Годрик не удостоил её ответом и отбыл, а Эмер занялась тем, что пыталась незаметно снять туфли, чтобы дать ступням отдых.
Шарф, покрывавший ее голову, соскользнул, словно его сдернули невидимой рукой, и опустился на каменные плиты.
Маленький паж в красном берете тут же метнулся вперёд и услужливо наклонился.
— Один человек просит вас придти, — сказал он, подавая шарф.
— Какой человек?
— Один человек там, в темноте, — мальчик указал в сторону портика с фонтаном.
— Но кто… — Эмер не успела расспросить дальше, потому что паж убежал, спеша на грозный окрик мажордома.
«Наверное, Тилвин хочет поговорить, — решила Эмер, стараясь незаметно для гостей подняться из-за стола. — Дурак Годрик вёл себя, как мужлан. И ещё мнит себя прекрасновоспитанным! Это он деревенщина, а не я».
Она вышла из зала, с наслаждением вдохнув полной грудью прохладный ночной воздух. В портике факелы были потушены, и только луна, заглядывая между колонн, отражаясь в фонтане, превращала струи из водяных в серебряные.
Эмер оглянулась, но никого не увидела. Тилвин опять осторожничает. А ведь она прямо сказала, что презирает высокородную спесь и не считает хорошим тоном воротить нос от бедного родственника.
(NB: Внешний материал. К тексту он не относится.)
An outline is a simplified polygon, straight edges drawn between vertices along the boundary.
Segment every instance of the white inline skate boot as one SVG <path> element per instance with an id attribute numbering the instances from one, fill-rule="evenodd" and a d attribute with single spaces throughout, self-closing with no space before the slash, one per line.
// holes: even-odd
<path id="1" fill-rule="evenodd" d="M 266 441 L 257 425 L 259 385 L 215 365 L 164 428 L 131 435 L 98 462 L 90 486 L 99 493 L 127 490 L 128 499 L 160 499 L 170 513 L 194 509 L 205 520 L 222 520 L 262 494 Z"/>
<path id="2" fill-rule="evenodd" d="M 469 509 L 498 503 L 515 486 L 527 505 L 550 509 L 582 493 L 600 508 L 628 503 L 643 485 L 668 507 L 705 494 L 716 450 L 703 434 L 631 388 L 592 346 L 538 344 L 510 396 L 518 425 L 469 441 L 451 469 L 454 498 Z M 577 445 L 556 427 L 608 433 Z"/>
Она опустила палец в чашу фонтана. Вода была холодная, как лёд, даже кости заломило.
— Вы пришли быстро, это разумно, — раздался сзади голос, который никак не мог принадлежать начальнику стражи из Дарема.
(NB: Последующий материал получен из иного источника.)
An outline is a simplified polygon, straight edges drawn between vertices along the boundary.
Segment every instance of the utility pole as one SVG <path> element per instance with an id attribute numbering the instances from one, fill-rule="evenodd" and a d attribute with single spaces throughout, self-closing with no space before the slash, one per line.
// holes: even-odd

Голос звучал приглушенно, но не вяло, и в нём слышались знакомые нотки, так говорил… так говорили… лорд Саби и его прислужник!
Стремительно развернувшись на каблуках, Эмер чуть не столкнулась с человеком в черном. Ларгель Азо. Первым её желанием было отступить, но она вспомнила, что Роренброки не боятся и самого короля, а значит, бегство ей не пристало. Она расправила плечи и вскинула подбородок так горделиво, словно принимала гостей на пару с королевой.
Ларгель Азо был одного роста с Эмер, и глаза их оказались на одном уровне.
— Я не засвидетельствовал почтение, леди Фламбар, — сказал епископ, буравя Эмер взглядом. — Весьма рад, что в Дареме появилась хозяйка.
Его сухой тон никак не вязался с учтивыми словами. Эмер, неосторожно заглянувшая в глаза епископу, ощутила, как её словно затягивает в омут, и выбраться оттуда нет никакой возможности. Светло-карие глаза загорелись, будто разглядели что-то в глубине сознания девушки, зрачки вдруг вспыхнули приглушенным красным светом, и Эмер слабо вскрикнула, пытаясь закрыться рукой. Точно так же, как лорду Саби, она не могла противиться его помощнику. Только лорд Саби использовал свою силу мягко, исподволь, а тут магическая атака разума была жестокой и разрушительной.
Епископ Ларгель перехватил её запястье и заставил развернуть руку ладонью вверх.
— Я знаю о метке, — сказал он. — Она здесь.
— И чего же хотите теперь? — спросила Эмер, отчаянно храбрясь.
Епископ резко отпустил её, и Эмер поспешила вытереть руку. Ей показалось омерзительным прикосновение чёрного человека. Но на милорда Ларгеля этот жест не произвел впечатления.
— Так чего вы хотите? — опять вопросила девушка.
— Хочу понять, в каких сношениях вы состоите с упырями, — сказал епископ приглушенно и со значением.
Эмер уже была знакома подобная манера разговора. Лорд Саби и его люди говорили так же — негромко, но повергая собеседника в панический ужас.
— Если вы знаете про метку, — сказала она, машинально пряча ладонь, — то должно быть, знаете и о том, что я служу вашему господину. Спросите его об упырях, ибо мне о них ничего не известно.
Красный свет в глазах епископа погас.
— Возможно, вы и правы, — сказал он. — А возможно — лжёте. Как бы там ни было, помните, что я слежу за каждым вашим шагом.
Он приблизил лицо так близко к лицу Эмер, что она смогла разглядеть красные прожилки на глазных яблоках. В глубине зрачков плясали красноватые сполохи — словно огненные змеи вертелись в бешеном танце.
— Я был против, когда милорд Саби выбрал вас в жёны Фламбару, — сказал он приглушенно. — Вы мне не нравитесь. И я вам не нравлюсь. Вас коробит, когда вы смотрите на меня.